George Kennan was the architect of “containment,” which he conceived as a way of economically and politically battling the Soviet Union without resorting to military action; it was a source of lasting grievance to him that it was misperceived and taken up as a belligerent call to arms. He’s the titular dove; Paul Nitze (Thompson’s grandfather) was the hawk, consistently convinced the Soviets were way ahead of us. By putting them together, Thompson develops a historical through-line for American history: Kennan as the outsider too impractical to work in government, whose theorizing nonetheless proved as influential as any policy; Nitze as the savvy administrative taskmaster pushing through on-the-ground negotiations for more than 40 years.

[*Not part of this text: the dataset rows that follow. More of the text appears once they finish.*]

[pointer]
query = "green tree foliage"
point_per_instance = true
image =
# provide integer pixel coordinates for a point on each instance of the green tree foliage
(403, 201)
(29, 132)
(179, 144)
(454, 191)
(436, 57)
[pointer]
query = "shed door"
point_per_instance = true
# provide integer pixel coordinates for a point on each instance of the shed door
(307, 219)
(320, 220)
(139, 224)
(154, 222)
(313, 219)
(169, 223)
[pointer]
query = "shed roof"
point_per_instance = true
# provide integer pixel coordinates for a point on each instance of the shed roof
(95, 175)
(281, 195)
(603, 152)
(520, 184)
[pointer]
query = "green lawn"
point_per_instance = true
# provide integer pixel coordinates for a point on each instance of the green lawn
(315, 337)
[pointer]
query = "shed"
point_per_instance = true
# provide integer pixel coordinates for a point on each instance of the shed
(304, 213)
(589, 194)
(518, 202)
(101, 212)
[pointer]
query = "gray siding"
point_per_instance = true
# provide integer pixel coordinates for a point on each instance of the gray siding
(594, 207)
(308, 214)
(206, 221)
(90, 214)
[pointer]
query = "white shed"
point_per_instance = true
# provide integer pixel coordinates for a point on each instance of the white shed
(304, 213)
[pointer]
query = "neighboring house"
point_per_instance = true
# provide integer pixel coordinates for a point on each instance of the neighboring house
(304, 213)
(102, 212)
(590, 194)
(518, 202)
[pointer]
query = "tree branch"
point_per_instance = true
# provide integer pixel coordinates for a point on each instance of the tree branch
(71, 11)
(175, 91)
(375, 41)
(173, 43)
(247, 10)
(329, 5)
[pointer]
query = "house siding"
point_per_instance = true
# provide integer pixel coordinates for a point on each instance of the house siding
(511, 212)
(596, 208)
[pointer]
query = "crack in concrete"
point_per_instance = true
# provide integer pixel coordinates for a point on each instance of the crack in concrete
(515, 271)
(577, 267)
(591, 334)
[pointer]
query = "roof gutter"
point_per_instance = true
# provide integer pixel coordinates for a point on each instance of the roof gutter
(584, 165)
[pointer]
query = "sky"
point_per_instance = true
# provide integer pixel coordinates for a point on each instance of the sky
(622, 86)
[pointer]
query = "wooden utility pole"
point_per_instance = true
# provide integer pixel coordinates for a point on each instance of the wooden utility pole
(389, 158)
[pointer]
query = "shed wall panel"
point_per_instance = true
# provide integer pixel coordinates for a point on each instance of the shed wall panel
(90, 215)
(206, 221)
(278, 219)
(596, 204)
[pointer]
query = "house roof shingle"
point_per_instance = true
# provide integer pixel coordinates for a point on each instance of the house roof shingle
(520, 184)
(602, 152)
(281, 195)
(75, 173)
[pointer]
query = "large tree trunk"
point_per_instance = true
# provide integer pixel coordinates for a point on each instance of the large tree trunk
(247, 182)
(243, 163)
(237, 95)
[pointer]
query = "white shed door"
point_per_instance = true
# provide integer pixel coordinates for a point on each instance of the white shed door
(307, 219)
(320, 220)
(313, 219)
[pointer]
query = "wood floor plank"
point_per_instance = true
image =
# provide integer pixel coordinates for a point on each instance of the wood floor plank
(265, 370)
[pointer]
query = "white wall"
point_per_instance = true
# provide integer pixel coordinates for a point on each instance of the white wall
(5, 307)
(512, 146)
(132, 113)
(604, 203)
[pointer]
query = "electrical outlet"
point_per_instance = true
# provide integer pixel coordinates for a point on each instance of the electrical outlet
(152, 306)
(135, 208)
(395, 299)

Thompson’s binary biography suffers from occasional oversimplification in reducing Nitze and Kennan to mirror images: He’s right to deem Kennan “a dove with hidden talons,” and Nitze as less than the Curtis LeMay-with-policy warmonger he’s been reduced to, yet he occasionally stops for tedious paragraphs juxtaposing the two, undermining his scrupulous research by building them up as caricatures. But The Hawk And The Dove wastes little to no time on the usual biographic niceties of background and family life. Anyone wishing to learn about the men’s wives or children will be sorely disappointed: This is all about the politics. Kennan’s angsty diaries are excerpted and analyzed; Nitze’s notes from the Cuban Missile Crisis are exhumed; inevitably, nasty new charges are brought against Henry Kissinger. But even without the tiny revelations and new details, Thompson tells a terrific story, looking at the ways administrative henchmen and academic theorists can redirect the course of national policy. Whether it’s Nitze sabotaging SALT II negotiations through a CIA leak or Kennan’s late-’70s domination of The New York Times as America’s official voice of nuclear reason, it’s at least as notable as the official “Tear down this wall” narrative oversimplification of how the war was won.